InfoQ: You've recently released a MapReduce API and I take it you're the main developer. What was the motivation for this?
Christoph: I started CastMapR as a research project. I wanted to get into the new Hazelcast 3 API and since I was recently working with another API for MapReduce (since I was using JBoss cluster) it seemed to me like a good fit. Then, when I joined Hazelcast end of 2013, we started a discussion on making it part of the main Hazelcast distribution.
InfoQ: So you ported CastMapR into Hazelcast?
Christoph: Kind of, yes. The first idea was to just move the codebase into the core distribution but over time we figured that we want to go more for reactive programming and so I rewrote most of the internals. In addition we discussed the exposed API a lot. CastMapR was mostly inspired by Infinispan's API because I just liked it. For the new MapReduce API we decided on a more Hadoop-like API (closer to the original Google paper) but I sticked with the DSL way of defining jobs. Eventually I ended up with only little pieces of the old implementation to be reused. The new implementation is fully concurrent in design. Mapping and reducing phases are fully parallel and the whole system is working in a streaming way (based on chunked processing). Therefor, the old implementation is now discontinued and full effort is spent into the Hazelcast internal MapReduce API.

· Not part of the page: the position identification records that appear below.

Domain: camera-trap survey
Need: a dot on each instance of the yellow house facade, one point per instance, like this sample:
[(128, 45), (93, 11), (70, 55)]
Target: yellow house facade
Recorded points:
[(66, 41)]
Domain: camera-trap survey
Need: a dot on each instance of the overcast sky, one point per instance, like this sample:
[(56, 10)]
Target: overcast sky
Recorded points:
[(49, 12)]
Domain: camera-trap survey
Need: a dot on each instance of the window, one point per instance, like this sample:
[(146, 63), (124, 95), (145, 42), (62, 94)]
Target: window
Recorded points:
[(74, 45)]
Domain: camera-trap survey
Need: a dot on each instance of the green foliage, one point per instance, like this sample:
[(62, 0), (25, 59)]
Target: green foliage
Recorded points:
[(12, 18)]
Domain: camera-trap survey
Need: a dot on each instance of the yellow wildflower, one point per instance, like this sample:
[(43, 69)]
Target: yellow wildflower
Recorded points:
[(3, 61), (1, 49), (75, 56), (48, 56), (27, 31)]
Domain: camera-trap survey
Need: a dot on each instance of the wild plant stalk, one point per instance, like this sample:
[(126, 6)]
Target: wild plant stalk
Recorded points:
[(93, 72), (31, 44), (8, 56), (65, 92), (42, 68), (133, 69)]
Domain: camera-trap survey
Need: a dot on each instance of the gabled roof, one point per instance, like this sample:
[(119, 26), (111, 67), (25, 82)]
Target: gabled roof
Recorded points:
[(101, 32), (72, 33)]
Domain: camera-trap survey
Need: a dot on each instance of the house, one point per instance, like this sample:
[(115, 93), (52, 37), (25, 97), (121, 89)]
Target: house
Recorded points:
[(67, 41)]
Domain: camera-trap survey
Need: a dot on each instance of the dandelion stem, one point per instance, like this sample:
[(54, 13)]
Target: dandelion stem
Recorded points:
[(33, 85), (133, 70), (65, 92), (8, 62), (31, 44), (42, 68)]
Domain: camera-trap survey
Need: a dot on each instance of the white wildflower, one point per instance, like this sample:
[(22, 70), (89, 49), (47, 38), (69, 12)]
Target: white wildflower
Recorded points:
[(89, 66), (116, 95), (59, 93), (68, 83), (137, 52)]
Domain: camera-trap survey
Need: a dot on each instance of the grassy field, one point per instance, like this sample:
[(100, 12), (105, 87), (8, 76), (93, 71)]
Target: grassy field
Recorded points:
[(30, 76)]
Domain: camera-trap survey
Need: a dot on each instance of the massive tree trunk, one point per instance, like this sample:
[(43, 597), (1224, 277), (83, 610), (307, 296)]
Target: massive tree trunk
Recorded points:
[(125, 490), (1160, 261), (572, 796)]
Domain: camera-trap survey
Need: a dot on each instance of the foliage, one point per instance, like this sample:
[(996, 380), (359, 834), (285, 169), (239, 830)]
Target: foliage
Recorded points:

InfoQ: OK, great. Now, what are typical (envisioned) use cases for Hazelcast’s MapReduce API and how does it compare to, say, MongoDB’s MapReduce API or Hadoop?
Christoph: Typical scenarios where you want to use Hazelcast MapReduce API are distributed computations where the EntryProcessor is not a good fit. Either you want to have data transforming or you want to utilize multiple data sources. It is also a good fit for long running operations since all of the current systems working directly on partition threads so you do not have to do explicit locking for data changes. In one of the next version I will add continuous map reduce support so you can have a fully streaming analysis running. The best example for this is always Twitter which processes tweets in realtime to collect informations like reweets, favorits and a lot of other statistics. This is also useful for risk management and analysis.
The biggest difference to Hadoop is the in-memory and the realtime processing. In Hadoop you have different phases where every phase is executed one after the other whereas in Hazelcast you get full performance due to the internal concurrent design where mapping and reducing running in parallel on all nodes. Phases itself are pretty similar to what you find in Hadoop, so you have mapping (and combining), shuffeling (partitioning to the nodes) and reducing phases but there not as clearly separated as in Hadoop.
A comparison with MongoDB is hard since I never used their MapReduce API but it seems to lack Combiners which are very helpful for huge amounts of datasets but as I said I'm not aware of their implementation.
InfoQ: Cool, one last question: is there anything else you want to share with our readers about the Hazelcast MapReduce API?
Christoph: Yeah, I have a personal request: I'd like people to test-drive the API and provide us with as much feedback as possible. The API is fully stable and I'm absolutely happy with it. I also want to learn about real-world user's experience to find more areas to tweak, since I am sure we can improve it.
Thank you very much for taking the time to do this interview, Christoph!